Ritratto di Andrea Caramanna
Autore Andrea Caramanna :: 12 Gennaio 2014

Non vogliamo perderci in chiacchiere e diciamo subito che Cyclo è un film straordinario. Tran Anh Hung, si era già fatto notare con Il profumo della papaya verde, premiato a Cannes nel 1993. La recensione

Regia: Tran Anh Hung
Fotografia: Benoit Delhomme
Interpreti: Le Van Loc, Tony Leung Chiu-wai, Tran Nu Yen Khe
Nazionalità: Francia-vietnam 1995

Non vogliamo perderci in chiacchiere e diciamo subito che Cyclo è un film straordinario. Tran Anh Hung, si era già fatto notare con Il profumo della papaya verde, premiato a Cannes nel 1993. Cyclo, che ha vinto il Leone d'oro a Venezia colpisce innanzitutto per la sapienza fotografica di Benoit Delhomme che si traduce in una formidabile cura estetica di tutte le immagini. La parte narrativa è lasciata in sottordine, quasi un irrilevante pleonasmo. Nei primi minuti infatti non succede quasi nulla. Tran Anh Hung si preoccupa di facilitare la "full immersion" nelle atmosfere infernali e fumose di una polverosa  Ho Chi Minh (la ex Saigon).
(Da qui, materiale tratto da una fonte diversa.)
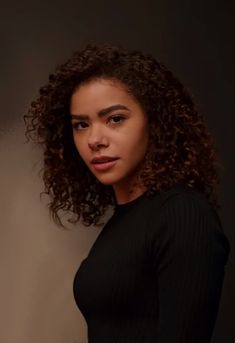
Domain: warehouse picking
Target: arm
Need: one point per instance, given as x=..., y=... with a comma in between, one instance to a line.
x=188, y=255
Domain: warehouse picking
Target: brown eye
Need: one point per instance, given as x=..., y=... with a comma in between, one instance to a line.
x=117, y=119
x=75, y=126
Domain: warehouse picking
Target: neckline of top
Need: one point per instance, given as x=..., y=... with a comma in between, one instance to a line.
x=130, y=203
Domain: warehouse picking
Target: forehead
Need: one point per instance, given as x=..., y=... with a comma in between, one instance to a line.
x=100, y=92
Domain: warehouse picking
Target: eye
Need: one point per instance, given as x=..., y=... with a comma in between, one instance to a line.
x=117, y=118
x=75, y=125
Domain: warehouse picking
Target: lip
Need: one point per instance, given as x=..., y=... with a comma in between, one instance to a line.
x=103, y=158
x=104, y=165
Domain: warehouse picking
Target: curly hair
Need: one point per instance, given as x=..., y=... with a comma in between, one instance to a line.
x=181, y=150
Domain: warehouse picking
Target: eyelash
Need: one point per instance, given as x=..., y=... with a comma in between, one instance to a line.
x=75, y=125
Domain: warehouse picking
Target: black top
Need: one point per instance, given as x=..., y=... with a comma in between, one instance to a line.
x=155, y=272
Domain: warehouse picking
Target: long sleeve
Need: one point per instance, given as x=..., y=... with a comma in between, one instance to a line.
x=188, y=255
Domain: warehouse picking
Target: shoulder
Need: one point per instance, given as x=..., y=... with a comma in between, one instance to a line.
x=188, y=222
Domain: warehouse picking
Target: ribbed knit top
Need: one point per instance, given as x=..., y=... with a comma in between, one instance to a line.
x=155, y=272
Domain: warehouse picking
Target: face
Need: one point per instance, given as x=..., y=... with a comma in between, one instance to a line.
x=108, y=121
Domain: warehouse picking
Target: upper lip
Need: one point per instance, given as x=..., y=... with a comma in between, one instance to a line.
x=103, y=159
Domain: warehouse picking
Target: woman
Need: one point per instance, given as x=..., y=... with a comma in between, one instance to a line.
x=118, y=129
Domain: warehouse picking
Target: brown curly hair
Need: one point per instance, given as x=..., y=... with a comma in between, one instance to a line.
x=181, y=150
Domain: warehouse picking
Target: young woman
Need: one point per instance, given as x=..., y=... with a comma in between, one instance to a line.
x=118, y=129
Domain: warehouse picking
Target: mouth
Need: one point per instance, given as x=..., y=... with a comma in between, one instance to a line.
x=105, y=165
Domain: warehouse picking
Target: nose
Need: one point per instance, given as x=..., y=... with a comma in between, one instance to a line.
x=97, y=139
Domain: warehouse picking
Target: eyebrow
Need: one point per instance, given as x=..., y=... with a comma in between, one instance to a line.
x=101, y=113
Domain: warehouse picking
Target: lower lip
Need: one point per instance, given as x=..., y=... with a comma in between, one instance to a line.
x=105, y=165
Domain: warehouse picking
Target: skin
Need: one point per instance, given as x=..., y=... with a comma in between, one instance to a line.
x=120, y=133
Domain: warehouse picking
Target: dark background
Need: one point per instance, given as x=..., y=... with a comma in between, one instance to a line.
x=195, y=39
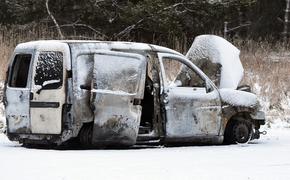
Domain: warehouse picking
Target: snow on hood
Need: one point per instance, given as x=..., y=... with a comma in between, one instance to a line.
x=238, y=98
x=218, y=50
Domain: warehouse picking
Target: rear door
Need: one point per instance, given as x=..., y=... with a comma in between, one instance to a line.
x=47, y=92
x=118, y=88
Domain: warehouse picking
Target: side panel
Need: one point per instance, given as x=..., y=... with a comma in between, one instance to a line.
x=17, y=110
x=192, y=112
x=118, y=88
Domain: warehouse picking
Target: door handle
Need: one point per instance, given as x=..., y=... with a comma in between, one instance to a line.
x=31, y=95
x=86, y=87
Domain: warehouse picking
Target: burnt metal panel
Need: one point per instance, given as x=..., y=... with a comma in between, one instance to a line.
x=119, y=79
Si vedono così donne indaffarate e intente a preparare cibi, strade paurosamente affollate da gente di ogni tipo che si industria per rimediare qualche dollaro, e poi ci sono le terribili bande criminali che controllano ogni centimetro di territorio. Si ha quasi la sensazione che il regista voglia sublimare le potenti immagini e trasferirle su un piano olfattivo. Si impegna così a descrivere visivamente gli odori e gli umori acquei in cui sono immersi tutti i personaggi (i visi sono perennemente solcati da goccioline di sudore). Le inquadrature, tutte giocate, quasi esclusivamente, su concitati e intensi primi piani, costituiscono l'effetto moltiplicatore. Oltre a l'elemento liquido si ripropone con ossessione la violenza, quella gratuita e ingiustificata, una sorta di strumento per illustrare senza pudori gli "orrori" del corpo umano. Questo non solo attraverso le scene più cruente dove si svolgono atroci torture e deturpanti ferimenti a morte. Infatti c'è l'orrore, innocuo, ma comunque tale che è la persistente situazione emorragica di uno dei protagonisti che non fa altro che tamponarsi il naso per le frequenti e fastidiose epistassi. Queste sequenze fanno di Cyclo un film duro, scomodo, difficile da "digerire" e chi è facilmente impressionabile probabilmente abbandonerà la sala prima della fine. Tran Ahn Hung si dimostra così, per il talento visionario,  autore eccellente. Con Cyclo entra nell'Olimpo del grande cinema e le sue invenzioni daranno molti spunti al cinema futuro.